1

Assume that we are creating a CSRF token and inject it in a form on the page sendmoney.php. What prevents the attacker from sending a request to sendmoney.php to get the CSRF token and then submitting the form?

Any ideas how to prevent two-stage CSRF attack?

Anders
  • 64,406
  • 24
  • 178
  • 215
Adam
  • 155
  • 6
  • 1
    This behavior is already prevented by Same Origin Policy. see https://security.stackexchange.com/a/157065/21234 – Shurmajee Oct 29 '18 at 09:13

1 Answers1

1

There are two choices for the attacker to make the request to sendmoney.php to generate the token.
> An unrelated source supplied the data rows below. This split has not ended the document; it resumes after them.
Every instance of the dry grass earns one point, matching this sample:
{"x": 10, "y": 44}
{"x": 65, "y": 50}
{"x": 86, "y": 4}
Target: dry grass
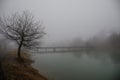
{"x": 15, "y": 70}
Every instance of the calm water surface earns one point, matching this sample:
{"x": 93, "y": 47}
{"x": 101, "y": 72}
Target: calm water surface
{"x": 78, "y": 66}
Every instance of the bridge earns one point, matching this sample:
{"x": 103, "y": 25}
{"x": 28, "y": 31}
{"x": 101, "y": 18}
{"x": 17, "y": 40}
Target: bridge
{"x": 57, "y": 49}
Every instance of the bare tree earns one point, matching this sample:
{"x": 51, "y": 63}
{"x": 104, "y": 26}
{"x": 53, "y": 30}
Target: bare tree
{"x": 23, "y": 29}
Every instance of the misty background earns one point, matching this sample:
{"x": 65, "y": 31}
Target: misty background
{"x": 69, "y": 20}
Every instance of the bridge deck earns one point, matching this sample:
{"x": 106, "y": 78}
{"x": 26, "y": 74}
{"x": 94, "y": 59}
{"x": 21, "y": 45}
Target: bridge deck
{"x": 58, "y": 49}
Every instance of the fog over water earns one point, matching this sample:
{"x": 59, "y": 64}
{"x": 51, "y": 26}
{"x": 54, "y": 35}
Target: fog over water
{"x": 65, "y": 20}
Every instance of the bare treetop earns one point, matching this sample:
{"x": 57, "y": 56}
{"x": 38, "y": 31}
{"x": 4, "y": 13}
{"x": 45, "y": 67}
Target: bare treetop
{"x": 23, "y": 29}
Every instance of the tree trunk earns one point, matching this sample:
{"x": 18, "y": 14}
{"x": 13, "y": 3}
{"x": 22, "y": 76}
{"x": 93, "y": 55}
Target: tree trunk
{"x": 19, "y": 51}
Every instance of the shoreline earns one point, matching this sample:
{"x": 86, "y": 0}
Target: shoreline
{"x": 13, "y": 69}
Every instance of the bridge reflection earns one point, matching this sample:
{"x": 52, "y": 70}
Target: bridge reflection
{"x": 57, "y": 49}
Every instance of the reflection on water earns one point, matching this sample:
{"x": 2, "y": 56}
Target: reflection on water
{"x": 78, "y": 66}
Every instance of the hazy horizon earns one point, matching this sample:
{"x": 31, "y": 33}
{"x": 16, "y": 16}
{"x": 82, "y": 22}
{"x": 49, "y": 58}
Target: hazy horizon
{"x": 65, "y": 20}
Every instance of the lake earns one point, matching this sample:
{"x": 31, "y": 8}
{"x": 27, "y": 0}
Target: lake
{"x": 85, "y": 65}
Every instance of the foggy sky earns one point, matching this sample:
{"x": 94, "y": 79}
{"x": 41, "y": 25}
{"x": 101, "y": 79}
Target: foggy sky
{"x": 68, "y": 19}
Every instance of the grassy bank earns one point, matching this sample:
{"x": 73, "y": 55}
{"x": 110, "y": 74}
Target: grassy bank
{"x": 15, "y": 69}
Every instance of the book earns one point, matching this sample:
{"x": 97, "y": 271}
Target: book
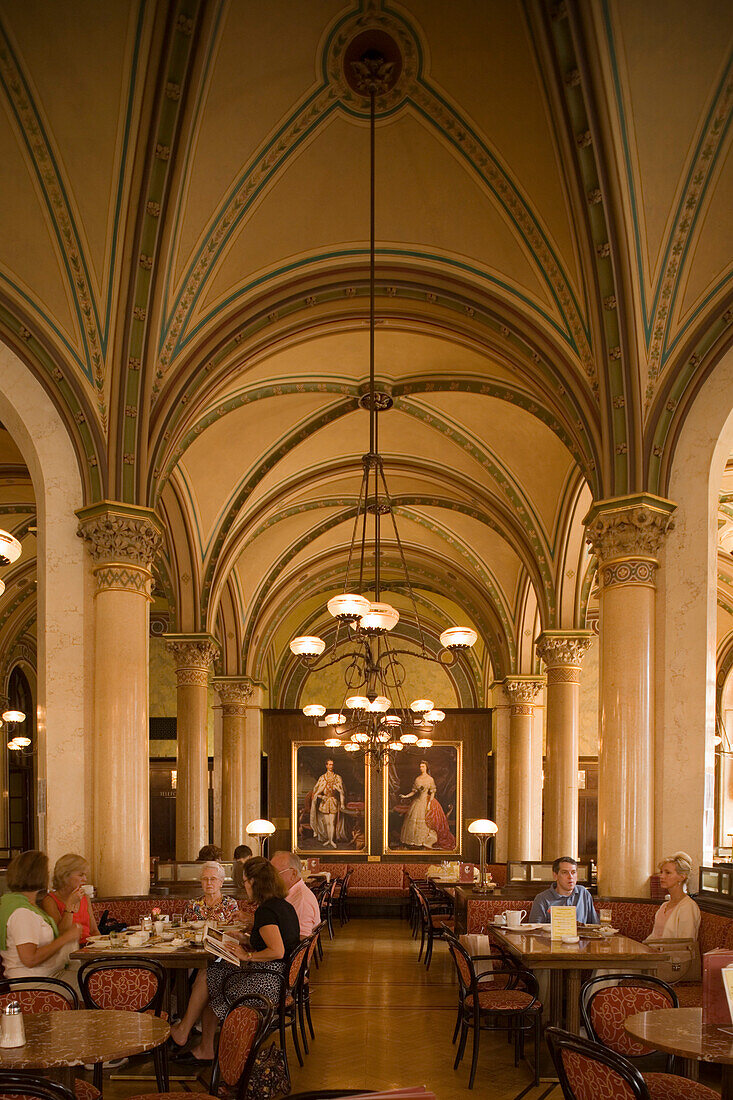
{"x": 219, "y": 944}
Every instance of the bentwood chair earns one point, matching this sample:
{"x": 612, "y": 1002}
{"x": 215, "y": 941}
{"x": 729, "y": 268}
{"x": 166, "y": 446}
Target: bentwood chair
{"x": 242, "y": 1033}
{"x": 604, "y": 1008}
{"x": 128, "y": 985}
{"x": 504, "y": 1000}
{"x": 588, "y": 1069}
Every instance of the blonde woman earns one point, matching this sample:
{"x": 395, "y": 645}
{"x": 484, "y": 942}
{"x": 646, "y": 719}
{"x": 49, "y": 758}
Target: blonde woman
{"x": 68, "y": 895}
{"x": 677, "y": 920}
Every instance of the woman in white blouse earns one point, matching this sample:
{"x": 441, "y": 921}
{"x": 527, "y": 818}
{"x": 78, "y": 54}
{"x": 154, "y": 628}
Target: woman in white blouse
{"x": 677, "y": 919}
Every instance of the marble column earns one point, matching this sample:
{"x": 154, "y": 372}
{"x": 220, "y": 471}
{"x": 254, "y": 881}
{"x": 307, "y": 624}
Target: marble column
{"x": 562, "y": 652}
{"x": 525, "y": 771}
{"x": 194, "y": 655}
{"x": 233, "y": 692}
{"x": 122, "y": 541}
{"x": 626, "y": 535}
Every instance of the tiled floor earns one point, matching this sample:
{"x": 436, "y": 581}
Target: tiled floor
{"x": 382, "y": 1020}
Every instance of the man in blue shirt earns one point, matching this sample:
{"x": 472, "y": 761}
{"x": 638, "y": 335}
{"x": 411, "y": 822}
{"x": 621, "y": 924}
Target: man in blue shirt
{"x": 565, "y": 891}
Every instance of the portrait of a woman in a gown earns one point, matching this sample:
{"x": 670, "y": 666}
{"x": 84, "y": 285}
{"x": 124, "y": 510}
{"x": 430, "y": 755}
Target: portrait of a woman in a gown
{"x": 424, "y": 824}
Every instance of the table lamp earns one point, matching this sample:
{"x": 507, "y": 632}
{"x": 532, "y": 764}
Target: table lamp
{"x": 483, "y": 828}
{"x": 262, "y": 829}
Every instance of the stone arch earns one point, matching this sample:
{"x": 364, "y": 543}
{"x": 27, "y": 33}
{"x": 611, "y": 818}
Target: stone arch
{"x": 686, "y": 624}
{"x": 64, "y": 609}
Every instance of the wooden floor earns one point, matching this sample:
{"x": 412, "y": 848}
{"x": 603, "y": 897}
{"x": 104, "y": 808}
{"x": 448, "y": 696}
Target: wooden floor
{"x": 382, "y": 1020}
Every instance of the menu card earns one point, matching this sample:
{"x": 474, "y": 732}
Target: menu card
{"x": 564, "y": 921}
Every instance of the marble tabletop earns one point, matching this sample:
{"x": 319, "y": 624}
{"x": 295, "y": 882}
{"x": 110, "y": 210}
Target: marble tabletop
{"x": 72, "y": 1038}
{"x": 684, "y": 1033}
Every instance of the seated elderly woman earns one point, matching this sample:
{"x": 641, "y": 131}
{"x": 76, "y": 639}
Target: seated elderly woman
{"x": 275, "y": 934}
{"x": 212, "y": 905}
{"x": 68, "y": 895}
{"x": 32, "y": 945}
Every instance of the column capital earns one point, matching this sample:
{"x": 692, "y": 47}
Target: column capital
{"x": 522, "y": 692}
{"x": 123, "y": 541}
{"x": 194, "y": 655}
{"x": 233, "y": 692}
{"x": 628, "y": 526}
{"x": 562, "y": 652}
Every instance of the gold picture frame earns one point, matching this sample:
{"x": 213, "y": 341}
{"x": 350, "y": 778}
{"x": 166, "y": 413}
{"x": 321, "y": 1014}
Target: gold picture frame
{"x": 351, "y": 825}
{"x": 407, "y": 816}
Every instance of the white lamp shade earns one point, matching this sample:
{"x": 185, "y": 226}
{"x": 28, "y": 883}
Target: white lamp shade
{"x": 307, "y": 646}
{"x": 10, "y": 548}
{"x": 422, "y": 705}
{"x": 379, "y": 618}
{"x": 348, "y": 606}
{"x": 314, "y": 711}
{"x": 458, "y": 637}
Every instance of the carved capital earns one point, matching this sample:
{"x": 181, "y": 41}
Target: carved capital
{"x": 234, "y": 693}
{"x": 194, "y": 655}
{"x": 522, "y": 692}
{"x": 628, "y": 526}
{"x": 562, "y": 652}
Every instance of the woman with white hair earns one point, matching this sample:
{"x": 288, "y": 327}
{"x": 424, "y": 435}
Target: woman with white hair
{"x": 677, "y": 919}
{"x": 212, "y": 905}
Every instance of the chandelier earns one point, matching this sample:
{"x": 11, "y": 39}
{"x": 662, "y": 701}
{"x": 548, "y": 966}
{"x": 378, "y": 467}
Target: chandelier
{"x": 374, "y": 717}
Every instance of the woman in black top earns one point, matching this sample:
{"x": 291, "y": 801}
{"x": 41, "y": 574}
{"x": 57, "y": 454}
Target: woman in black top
{"x": 275, "y": 932}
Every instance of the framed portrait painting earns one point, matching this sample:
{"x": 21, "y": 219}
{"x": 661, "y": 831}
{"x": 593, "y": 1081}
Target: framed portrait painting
{"x": 422, "y": 798}
{"x": 330, "y": 800}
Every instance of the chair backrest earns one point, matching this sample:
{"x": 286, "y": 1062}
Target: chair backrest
{"x": 130, "y": 983}
{"x": 39, "y": 994}
{"x": 242, "y": 1031}
{"x": 20, "y": 1086}
{"x": 604, "y": 1009}
{"x": 590, "y": 1071}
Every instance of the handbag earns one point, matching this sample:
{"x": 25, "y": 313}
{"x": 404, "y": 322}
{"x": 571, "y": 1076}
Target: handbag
{"x": 270, "y": 1077}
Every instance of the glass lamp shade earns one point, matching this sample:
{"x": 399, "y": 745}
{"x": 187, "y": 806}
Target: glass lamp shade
{"x": 483, "y": 827}
{"x": 458, "y": 637}
{"x": 422, "y": 705}
{"x": 10, "y": 548}
{"x": 307, "y": 646}
{"x": 314, "y": 711}
{"x": 348, "y": 606}
{"x": 379, "y": 618}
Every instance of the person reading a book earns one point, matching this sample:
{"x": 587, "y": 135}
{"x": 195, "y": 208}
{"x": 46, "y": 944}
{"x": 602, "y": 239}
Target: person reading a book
{"x": 274, "y": 935}
{"x": 678, "y": 917}
{"x": 212, "y": 905}
{"x": 301, "y": 898}
{"x": 565, "y": 891}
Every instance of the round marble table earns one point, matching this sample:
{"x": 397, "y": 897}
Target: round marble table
{"x": 63, "y": 1040}
{"x": 681, "y": 1032}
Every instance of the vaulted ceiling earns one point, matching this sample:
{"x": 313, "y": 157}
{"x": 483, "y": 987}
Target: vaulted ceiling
{"x": 183, "y": 263}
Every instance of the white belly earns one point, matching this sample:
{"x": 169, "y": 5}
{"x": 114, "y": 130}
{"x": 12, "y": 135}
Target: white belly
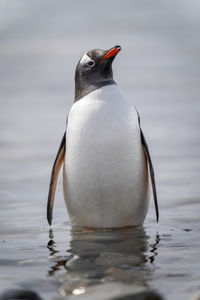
{"x": 105, "y": 171}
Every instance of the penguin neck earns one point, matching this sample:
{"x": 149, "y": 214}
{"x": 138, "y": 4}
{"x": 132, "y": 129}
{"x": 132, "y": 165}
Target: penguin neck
{"x": 83, "y": 88}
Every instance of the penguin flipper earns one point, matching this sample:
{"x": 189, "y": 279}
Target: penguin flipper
{"x": 151, "y": 170}
{"x": 54, "y": 178}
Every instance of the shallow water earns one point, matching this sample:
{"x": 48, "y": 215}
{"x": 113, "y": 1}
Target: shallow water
{"x": 159, "y": 69}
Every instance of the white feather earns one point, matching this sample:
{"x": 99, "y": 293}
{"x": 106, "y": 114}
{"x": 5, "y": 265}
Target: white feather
{"x": 105, "y": 170}
{"x": 85, "y": 59}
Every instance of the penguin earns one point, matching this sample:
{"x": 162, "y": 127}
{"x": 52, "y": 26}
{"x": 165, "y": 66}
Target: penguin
{"x": 107, "y": 167}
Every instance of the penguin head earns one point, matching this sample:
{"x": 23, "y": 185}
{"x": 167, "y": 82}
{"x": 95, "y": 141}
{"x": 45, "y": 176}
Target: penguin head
{"x": 94, "y": 70}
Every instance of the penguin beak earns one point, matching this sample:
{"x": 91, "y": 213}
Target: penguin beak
{"x": 111, "y": 53}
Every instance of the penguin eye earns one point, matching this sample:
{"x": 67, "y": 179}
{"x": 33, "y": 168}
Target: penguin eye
{"x": 91, "y": 63}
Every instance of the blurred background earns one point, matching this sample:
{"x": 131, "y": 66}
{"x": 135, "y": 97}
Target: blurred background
{"x": 158, "y": 69}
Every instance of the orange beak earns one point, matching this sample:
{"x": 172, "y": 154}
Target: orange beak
{"x": 112, "y": 52}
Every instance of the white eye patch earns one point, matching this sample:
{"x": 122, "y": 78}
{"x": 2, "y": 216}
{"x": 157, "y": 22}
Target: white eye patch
{"x": 85, "y": 59}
Case 1: the attacker does it from the victim's computer using the victim's credentials. In this case, the browser's built-in protections will prevent the attacker from reading the generated token, so they can't send it along with the form. Case 2: the attacker does it from their own computer using their own credentials. In this case, the token won't be valid if submitted with a form bearing the victim's credentials.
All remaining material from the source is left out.